Entonces se inclinó y la besó en los labios. Para ella fue como tragar luz solar, como esa sensación de languidez tras demasiadas horas en la playa. Fue glorioso.

Aislinn retrocedió dando traspiés hasta que tropezó con el marco del escaparate.

—Aléjate de mí —dijo, dejando que toda la ira contenida se reflejara en su voz.

Su piel comenzó a brillar con el mismo fulgor que la de Keenan. Se quedó mirándose los brazos, horrorizada. Se frotó el antebrazo, como si así pudiese eliminar el fulgor. No hubo cambio alguno.

—No puedo. Me has pertenecido durante siglos. Naciste para pertenecerme.

Volvió a acercarse, y le sopló sobre la cara como si estuviese soplando un diente de león para esparcir sus semillas.

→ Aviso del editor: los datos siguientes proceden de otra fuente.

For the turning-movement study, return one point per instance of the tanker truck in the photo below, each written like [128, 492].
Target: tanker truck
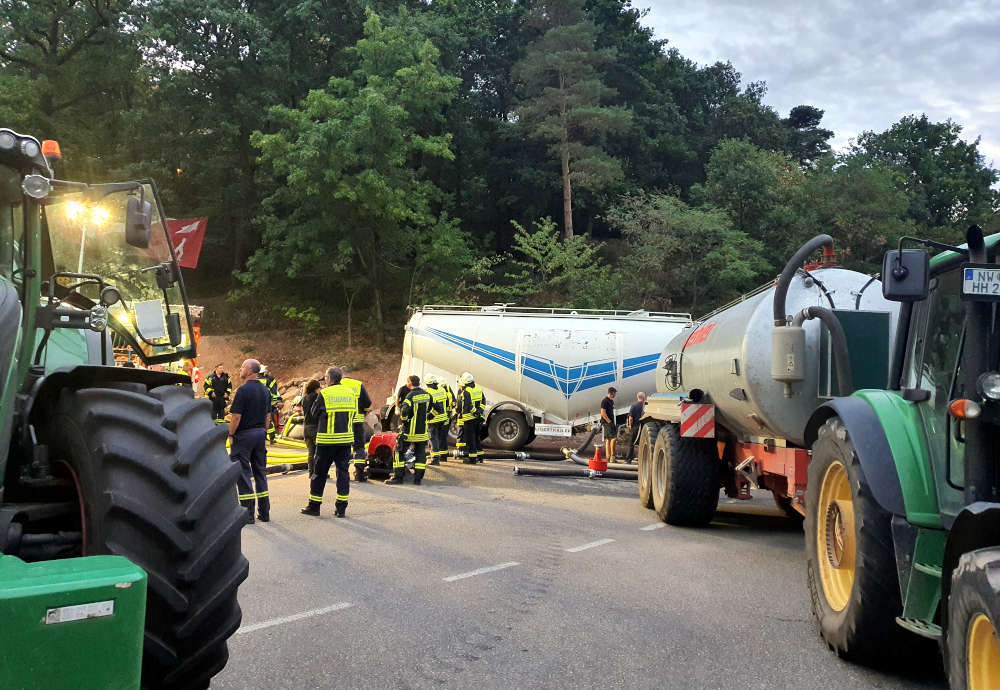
[897, 477]
[542, 371]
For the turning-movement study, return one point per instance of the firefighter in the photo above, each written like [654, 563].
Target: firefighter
[334, 409]
[358, 425]
[247, 428]
[470, 415]
[414, 412]
[218, 389]
[439, 419]
[272, 388]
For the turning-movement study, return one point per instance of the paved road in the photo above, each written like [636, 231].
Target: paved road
[486, 580]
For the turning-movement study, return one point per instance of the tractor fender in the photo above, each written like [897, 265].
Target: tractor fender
[870, 444]
[976, 527]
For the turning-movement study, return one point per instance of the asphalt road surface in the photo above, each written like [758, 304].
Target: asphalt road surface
[480, 579]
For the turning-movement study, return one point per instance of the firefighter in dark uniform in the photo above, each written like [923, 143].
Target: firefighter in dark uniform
[414, 412]
[470, 415]
[358, 426]
[439, 420]
[272, 388]
[218, 389]
[334, 409]
[248, 427]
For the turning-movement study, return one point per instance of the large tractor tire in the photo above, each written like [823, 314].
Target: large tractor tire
[850, 561]
[973, 620]
[685, 478]
[157, 487]
[647, 441]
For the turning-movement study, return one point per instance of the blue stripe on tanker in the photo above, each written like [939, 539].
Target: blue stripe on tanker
[565, 379]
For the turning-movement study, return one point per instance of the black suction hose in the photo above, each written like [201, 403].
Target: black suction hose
[838, 341]
[793, 265]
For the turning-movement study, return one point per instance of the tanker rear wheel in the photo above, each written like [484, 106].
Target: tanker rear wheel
[685, 478]
[647, 440]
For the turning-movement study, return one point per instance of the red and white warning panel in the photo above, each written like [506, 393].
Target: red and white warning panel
[697, 420]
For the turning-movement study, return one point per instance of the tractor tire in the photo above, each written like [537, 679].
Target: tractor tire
[158, 488]
[509, 429]
[685, 478]
[647, 440]
[850, 560]
[973, 650]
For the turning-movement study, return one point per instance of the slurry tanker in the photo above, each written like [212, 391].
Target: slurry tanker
[543, 371]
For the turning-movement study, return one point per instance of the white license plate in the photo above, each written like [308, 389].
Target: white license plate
[983, 283]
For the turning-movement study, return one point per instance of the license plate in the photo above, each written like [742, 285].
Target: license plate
[981, 282]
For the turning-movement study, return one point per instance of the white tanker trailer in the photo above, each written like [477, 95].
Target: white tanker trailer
[736, 389]
[542, 371]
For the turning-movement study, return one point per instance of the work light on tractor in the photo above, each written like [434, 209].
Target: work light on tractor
[120, 552]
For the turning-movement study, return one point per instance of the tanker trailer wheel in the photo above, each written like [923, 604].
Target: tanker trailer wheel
[158, 488]
[647, 440]
[973, 618]
[850, 561]
[509, 429]
[685, 478]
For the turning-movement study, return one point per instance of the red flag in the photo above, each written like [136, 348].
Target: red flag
[187, 234]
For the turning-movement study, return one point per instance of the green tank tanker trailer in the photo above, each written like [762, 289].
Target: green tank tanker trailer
[120, 552]
[899, 483]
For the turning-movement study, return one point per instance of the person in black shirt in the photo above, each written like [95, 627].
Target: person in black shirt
[309, 423]
[608, 424]
[248, 428]
[634, 415]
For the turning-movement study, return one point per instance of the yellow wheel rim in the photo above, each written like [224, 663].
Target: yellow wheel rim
[983, 651]
[835, 542]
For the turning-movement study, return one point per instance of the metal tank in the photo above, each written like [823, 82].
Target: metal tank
[727, 354]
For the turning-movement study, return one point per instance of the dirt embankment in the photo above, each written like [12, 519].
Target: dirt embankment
[293, 361]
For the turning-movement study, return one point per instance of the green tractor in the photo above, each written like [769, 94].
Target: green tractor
[120, 554]
[903, 500]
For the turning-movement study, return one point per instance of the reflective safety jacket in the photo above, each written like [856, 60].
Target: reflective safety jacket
[472, 404]
[364, 402]
[439, 404]
[413, 414]
[220, 385]
[334, 409]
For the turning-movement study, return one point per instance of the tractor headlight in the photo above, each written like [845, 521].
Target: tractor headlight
[989, 385]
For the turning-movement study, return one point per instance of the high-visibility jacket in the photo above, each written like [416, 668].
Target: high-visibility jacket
[472, 404]
[364, 402]
[335, 408]
[439, 404]
[413, 413]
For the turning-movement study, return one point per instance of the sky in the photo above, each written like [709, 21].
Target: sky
[865, 62]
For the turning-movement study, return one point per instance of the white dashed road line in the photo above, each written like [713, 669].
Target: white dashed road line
[583, 547]
[290, 619]
[480, 571]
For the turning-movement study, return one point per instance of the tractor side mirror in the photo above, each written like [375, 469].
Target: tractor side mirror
[906, 275]
[137, 223]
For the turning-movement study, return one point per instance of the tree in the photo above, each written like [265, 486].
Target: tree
[684, 258]
[354, 198]
[564, 101]
[945, 178]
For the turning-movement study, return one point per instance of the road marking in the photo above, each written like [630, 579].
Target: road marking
[480, 571]
[582, 547]
[290, 619]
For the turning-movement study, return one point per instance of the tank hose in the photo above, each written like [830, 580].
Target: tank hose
[838, 341]
[791, 268]
[572, 472]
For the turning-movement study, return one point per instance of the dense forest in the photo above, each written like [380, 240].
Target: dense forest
[358, 156]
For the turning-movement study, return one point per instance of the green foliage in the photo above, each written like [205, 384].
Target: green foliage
[683, 258]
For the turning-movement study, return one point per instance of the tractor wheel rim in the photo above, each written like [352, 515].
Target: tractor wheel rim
[983, 654]
[835, 538]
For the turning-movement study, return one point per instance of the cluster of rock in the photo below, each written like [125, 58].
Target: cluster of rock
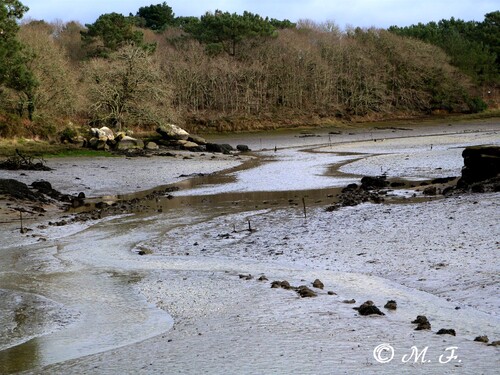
[481, 171]
[171, 136]
[368, 191]
[40, 191]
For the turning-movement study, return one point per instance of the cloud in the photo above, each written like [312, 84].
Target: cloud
[363, 13]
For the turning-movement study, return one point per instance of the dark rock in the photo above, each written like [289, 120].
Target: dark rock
[281, 284]
[368, 308]
[420, 319]
[482, 339]
[431, 190]
[423, 323]
[220, 148]
[243, 148]
[318, 284]
[444, 331]
[480, 163]
[391, 305]
[371, 183]
[305, 292]
[20, 190]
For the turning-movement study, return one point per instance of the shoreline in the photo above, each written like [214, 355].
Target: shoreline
[194, 256]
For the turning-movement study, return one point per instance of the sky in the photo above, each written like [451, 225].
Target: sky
[362, 13]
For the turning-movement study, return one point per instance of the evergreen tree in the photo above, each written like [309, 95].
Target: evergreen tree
[110, 32]
[156, 17]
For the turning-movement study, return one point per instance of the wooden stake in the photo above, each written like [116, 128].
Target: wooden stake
[21, 219]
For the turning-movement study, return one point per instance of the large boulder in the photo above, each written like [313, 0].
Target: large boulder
[172, 132]
[129, 143]
[222, 148]
[197, 139]
[481, 163]
[103, 134]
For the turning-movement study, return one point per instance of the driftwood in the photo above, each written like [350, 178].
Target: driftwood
[24, 162]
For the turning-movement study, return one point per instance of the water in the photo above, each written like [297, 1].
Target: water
[86, 291]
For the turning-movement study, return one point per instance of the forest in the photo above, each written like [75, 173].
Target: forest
[233, 72]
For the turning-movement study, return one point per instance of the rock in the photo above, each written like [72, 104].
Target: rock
[420, 319]
[243, 148]
[20, 190]
[371, 183]
[220, 148]
[480, 163]
[305, 292]
[281, 284]
[172, 132]
[444, 331]
[391, 305]
[349, 301]
[103, 134]
[482, 339]
[152, 146]
[318, 284]
[423, 323]
[368, 308]
[197, 139]
[129, 143]
[98, 144]
[431, 190]
[191, 146]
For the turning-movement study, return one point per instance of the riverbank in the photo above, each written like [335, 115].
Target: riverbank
[200, 255]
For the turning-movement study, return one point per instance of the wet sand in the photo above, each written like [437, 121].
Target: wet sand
[185, 308]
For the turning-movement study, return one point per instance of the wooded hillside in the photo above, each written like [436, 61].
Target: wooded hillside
[225, 71]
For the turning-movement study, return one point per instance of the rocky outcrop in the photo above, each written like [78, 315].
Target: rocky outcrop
[368, 308]
[481, 171]
[480, 163]
[172, 132]
[128, 143]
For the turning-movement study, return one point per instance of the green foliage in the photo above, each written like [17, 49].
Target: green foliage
[14, 73]
[155, 17]
[229, 30]
[110, 32]
[472, 46]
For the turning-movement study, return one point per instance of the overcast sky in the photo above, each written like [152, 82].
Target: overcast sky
[363, 13]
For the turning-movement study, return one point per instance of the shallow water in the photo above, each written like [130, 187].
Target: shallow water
[89, 291]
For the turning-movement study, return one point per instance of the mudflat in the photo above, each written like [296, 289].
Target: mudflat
[196, 281]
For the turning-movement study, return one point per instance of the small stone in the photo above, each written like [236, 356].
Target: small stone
[305, 292]
[481, 339]
[444, 331]
[420, 319]
[391, 305]
[318, 284]
[368, 308]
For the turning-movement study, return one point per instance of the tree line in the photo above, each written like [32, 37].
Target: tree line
[226, 71]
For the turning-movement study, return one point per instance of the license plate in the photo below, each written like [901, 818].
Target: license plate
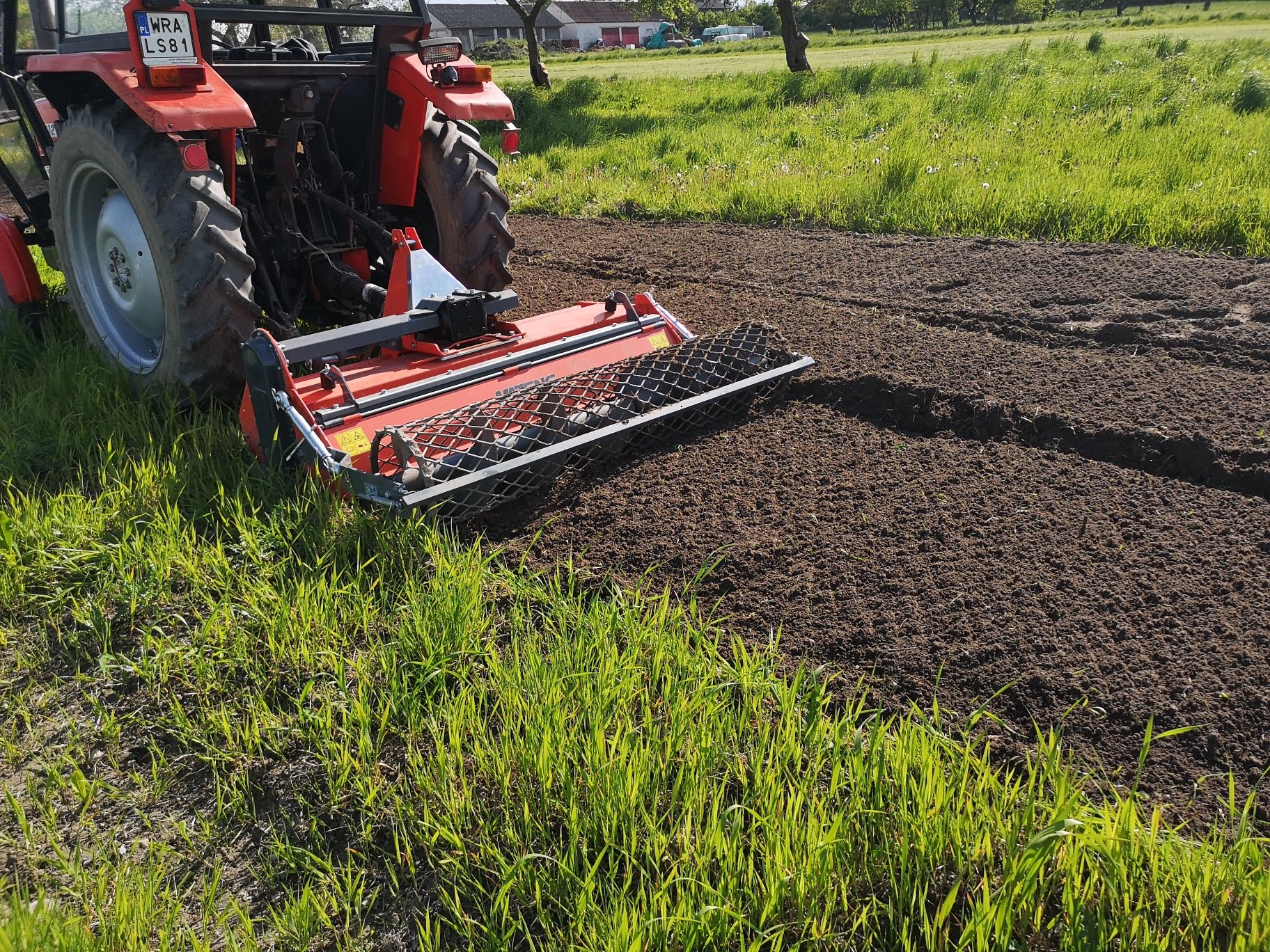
[166, 38]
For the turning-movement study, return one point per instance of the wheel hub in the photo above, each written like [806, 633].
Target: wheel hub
[115, 269]
[120, 272]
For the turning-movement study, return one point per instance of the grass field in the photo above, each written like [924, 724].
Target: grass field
[1234, 22]
[239, 711]
[1156, 141]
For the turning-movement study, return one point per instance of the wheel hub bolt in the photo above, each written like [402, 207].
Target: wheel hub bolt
[121, 276]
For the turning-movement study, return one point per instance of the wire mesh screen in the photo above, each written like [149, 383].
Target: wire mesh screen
[485, 454]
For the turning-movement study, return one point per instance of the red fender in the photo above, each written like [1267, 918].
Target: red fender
[211, 106]
[409, 80]
[22, 281]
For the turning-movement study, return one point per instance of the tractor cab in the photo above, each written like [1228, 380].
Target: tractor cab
[288, 206]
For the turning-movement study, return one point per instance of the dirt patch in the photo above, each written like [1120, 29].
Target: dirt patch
[1021, 466]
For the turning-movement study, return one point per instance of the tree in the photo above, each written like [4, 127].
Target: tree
[795, 43]
[530, 18]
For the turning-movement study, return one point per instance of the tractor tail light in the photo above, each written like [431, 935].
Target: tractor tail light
[476, 74]
[175, 77]
[511, 140]
[433, 54]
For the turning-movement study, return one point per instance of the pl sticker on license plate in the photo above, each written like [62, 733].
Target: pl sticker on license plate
[166, 38]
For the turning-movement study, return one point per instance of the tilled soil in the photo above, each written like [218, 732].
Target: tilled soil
[1033, 468]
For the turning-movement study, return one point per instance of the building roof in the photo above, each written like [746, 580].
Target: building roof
[489, 15]
[601, 12]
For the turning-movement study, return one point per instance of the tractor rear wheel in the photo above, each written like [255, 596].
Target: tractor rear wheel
[152, 254]
[460, 211]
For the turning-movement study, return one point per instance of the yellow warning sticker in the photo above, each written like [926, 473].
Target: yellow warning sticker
[353, 442]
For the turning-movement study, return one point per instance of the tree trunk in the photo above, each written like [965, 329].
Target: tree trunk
[538, 72]
[795, 43]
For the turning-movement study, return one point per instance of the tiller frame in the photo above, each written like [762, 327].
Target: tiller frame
[446, 405]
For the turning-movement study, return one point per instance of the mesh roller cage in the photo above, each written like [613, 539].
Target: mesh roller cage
[479, 456]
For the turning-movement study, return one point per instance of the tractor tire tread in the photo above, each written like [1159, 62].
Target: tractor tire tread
[212, 312]
[457, 178]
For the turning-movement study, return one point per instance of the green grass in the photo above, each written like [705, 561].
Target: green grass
[1234, 22]
[240, 711]
[1147, 143]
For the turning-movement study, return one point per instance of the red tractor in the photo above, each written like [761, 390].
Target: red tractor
[295, 197]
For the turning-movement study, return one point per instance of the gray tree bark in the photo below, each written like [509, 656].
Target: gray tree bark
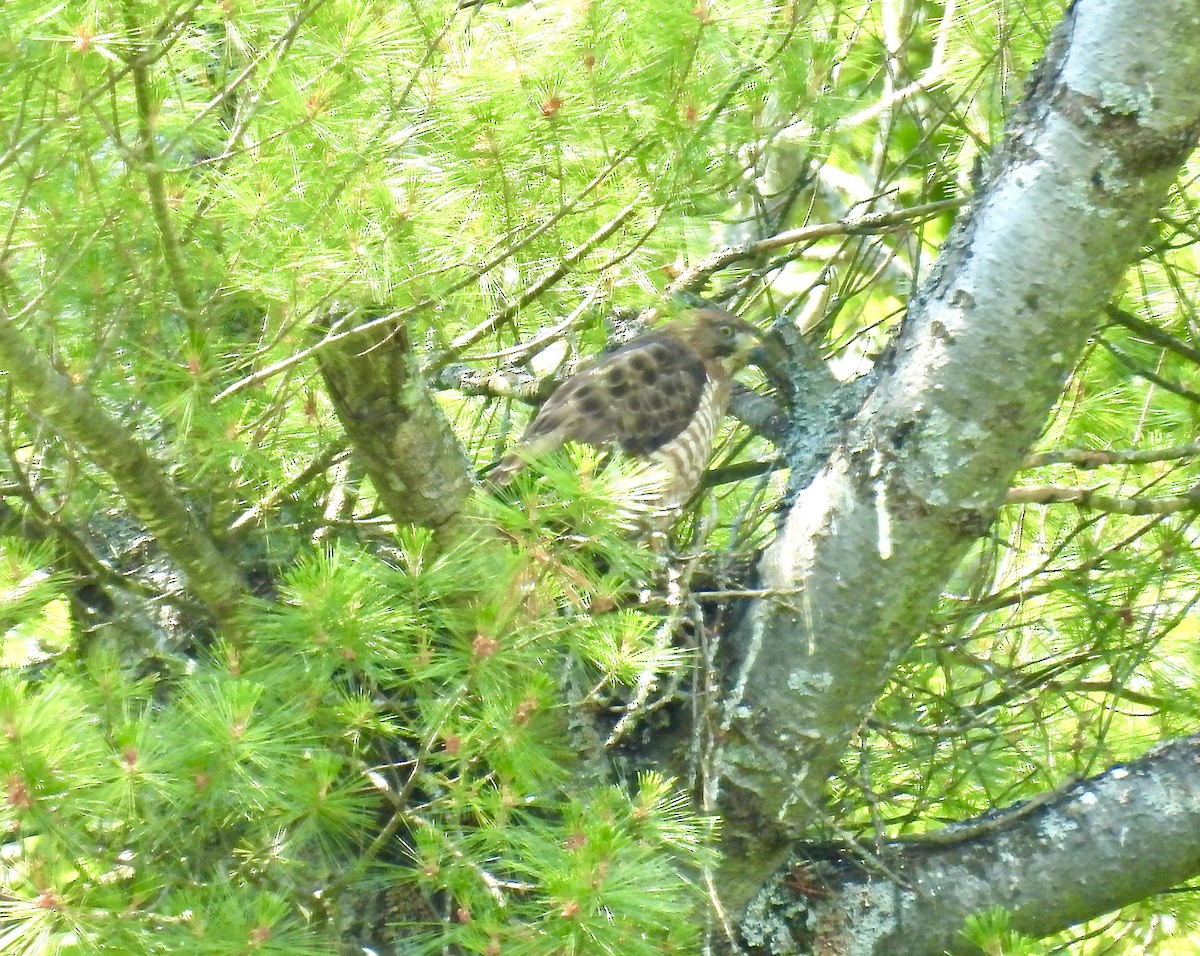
[1099, 845]
[867, 546]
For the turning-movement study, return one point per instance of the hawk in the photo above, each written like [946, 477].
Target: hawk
[659, 397]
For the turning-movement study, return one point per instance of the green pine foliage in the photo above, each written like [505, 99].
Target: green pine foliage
[185, 190]
[232, 809]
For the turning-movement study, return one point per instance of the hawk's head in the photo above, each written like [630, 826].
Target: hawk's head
[719, 336]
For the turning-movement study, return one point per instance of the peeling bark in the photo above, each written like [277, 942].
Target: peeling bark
[923, 467]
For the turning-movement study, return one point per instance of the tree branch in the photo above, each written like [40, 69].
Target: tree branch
[1049, 864]
[414, 461]
[76, 415]
[982, 358]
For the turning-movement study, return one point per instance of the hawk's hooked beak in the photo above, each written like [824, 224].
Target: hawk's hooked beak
[773, 359]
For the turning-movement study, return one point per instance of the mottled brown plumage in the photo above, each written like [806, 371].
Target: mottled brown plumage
[659, 397]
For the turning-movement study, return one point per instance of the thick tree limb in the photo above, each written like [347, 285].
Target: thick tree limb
[414, 461]
[1079, 854]
[921, 472]
[76, 415]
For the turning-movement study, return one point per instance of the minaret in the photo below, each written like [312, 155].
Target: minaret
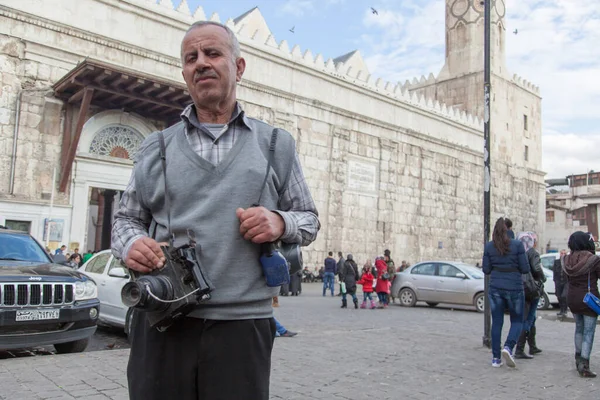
[464, 38]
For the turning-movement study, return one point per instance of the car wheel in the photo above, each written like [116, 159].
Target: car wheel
[479, 302]
[72, 347]
[543, 303]
[408, 298]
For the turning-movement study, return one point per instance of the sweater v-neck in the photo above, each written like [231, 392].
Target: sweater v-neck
[203, 163]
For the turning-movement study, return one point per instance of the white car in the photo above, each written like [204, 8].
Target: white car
[437, 282]
[110, 277]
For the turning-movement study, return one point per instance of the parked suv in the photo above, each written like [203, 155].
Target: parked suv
[41, 302]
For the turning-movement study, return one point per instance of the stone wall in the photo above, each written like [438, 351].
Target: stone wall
[387, 168]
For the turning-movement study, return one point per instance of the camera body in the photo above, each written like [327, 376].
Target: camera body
[179, 286]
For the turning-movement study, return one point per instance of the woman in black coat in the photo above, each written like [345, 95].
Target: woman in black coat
[349, 275]
[582, 268]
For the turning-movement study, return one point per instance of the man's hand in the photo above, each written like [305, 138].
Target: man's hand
[260, 225]
[145, 255]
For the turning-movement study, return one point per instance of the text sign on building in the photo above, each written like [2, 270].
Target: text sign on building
[362, 176]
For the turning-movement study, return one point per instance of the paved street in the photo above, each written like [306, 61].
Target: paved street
[412, 353]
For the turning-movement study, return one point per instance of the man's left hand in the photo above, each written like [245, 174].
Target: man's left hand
[260, 225]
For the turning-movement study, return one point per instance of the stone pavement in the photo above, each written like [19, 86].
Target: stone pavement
[409, 353]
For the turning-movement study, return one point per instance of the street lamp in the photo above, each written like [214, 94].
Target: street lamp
[487, 88]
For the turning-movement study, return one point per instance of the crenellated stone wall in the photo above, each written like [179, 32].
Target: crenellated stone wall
[389, 166]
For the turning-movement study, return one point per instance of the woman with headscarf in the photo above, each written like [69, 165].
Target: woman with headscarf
[504, 260]
[582, 268]
[349, 275]
[536, 279]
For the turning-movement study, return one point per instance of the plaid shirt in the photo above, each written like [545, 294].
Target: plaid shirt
[132, 220]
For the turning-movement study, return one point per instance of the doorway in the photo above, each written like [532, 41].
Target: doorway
[103, 205]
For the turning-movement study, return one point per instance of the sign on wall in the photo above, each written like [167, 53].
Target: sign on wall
[55, 228]
[362, 176]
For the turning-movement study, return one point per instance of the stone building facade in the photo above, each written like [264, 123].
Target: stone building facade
[390, 165]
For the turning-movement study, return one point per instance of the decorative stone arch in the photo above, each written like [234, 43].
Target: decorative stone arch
[113, 133]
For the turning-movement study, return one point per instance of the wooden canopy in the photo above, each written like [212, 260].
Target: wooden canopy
[113, 87]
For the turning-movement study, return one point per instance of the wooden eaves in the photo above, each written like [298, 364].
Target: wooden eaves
[108, 86]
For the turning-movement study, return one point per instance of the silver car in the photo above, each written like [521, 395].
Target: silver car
[437, 282]
[110, 277]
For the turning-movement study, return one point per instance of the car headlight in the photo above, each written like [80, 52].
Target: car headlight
[85, 290]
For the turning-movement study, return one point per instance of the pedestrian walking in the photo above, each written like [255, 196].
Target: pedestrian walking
[366, 280]
[339, 267]
[382, 287]
[329, 275]
[509, 231]
[560, 283]
[349, 276]
[533, 289]
[582, 269]
[504, 260]
[222, 349]
[391, 270]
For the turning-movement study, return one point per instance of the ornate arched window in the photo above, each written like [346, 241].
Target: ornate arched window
[116, 141]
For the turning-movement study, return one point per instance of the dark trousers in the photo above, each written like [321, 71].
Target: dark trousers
[198, 359]
[561, 295]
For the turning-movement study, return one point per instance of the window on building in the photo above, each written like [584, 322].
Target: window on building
[23, 226]
[578, 180]
[580, 216]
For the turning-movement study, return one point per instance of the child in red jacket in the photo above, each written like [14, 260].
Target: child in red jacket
[367, 281]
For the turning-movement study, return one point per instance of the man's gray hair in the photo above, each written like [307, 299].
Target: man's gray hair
[233, 42]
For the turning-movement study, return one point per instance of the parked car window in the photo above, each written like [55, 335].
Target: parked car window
[473, 272]
[424, 269]
[448, 271]
[114, 263]
[97, 264]
[21, 248]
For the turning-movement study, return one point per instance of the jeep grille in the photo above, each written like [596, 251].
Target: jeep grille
[35, 294]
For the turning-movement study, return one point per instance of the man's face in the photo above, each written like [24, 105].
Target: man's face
[209, 68]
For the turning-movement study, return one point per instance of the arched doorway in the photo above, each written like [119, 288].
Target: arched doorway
[102, 170]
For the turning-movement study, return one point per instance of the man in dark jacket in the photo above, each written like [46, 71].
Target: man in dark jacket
[529, 240]
[349, 275]
[560, 284]
[509, 230]
[330, 271]
[391, 268]
[339, 266]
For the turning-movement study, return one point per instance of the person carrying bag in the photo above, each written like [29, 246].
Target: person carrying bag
[582, 268]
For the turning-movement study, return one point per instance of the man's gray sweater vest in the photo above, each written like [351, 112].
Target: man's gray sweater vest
[204, 198]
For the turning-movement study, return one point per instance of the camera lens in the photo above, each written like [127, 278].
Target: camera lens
[135, 294]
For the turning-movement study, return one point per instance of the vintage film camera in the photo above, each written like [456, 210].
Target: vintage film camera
[170, 293]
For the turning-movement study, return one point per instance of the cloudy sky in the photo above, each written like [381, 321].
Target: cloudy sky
[556, 48]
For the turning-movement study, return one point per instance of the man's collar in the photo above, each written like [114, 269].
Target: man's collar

Aislinn casi puso los ojos en blanco; sintió todo el placer que había disfrutado bajo el sol veraniego, combinado en una caricia aparentemente interminable. Se apoyó contra la áspera pared de ladrillo que había junto a ellos.

—Márchate.

Hurgó en sus bolsillos en busca de los paquetes de sal que le había dado Seth y los abrió con un chasquido. Los lanzó sin fuerza, pero aun así la sal roció a Keenan.

Él se echó a reír.

—¿Sal? Oh, encanto, eres un trofeo de lo más delicioso.

Necesitó más energía de la que creía tener, pero Aislinn logró separarse del muro. Sacó el aerosol de pimienta: funcionaba con cualquier cosa que tuviese ojos. Giró el cierre de seguridad y apuntó al rostro de Keenan.

—Coraje y hermosura —musitó él, reverentemente—. Eres perfecta.

Entonces se despojó de su sortilegio y se unió al resto de los elfos invisibles que paseaban por la calle.

Se detuvo en medio de la manzana de edificios y susurró:

—Te permitiré ganar este asalto, pero aun así ganaré yo el juego, mi bella Aislinn.

Y ella oyó su voz tan claramente como si Keenan estuviese aún a su lado.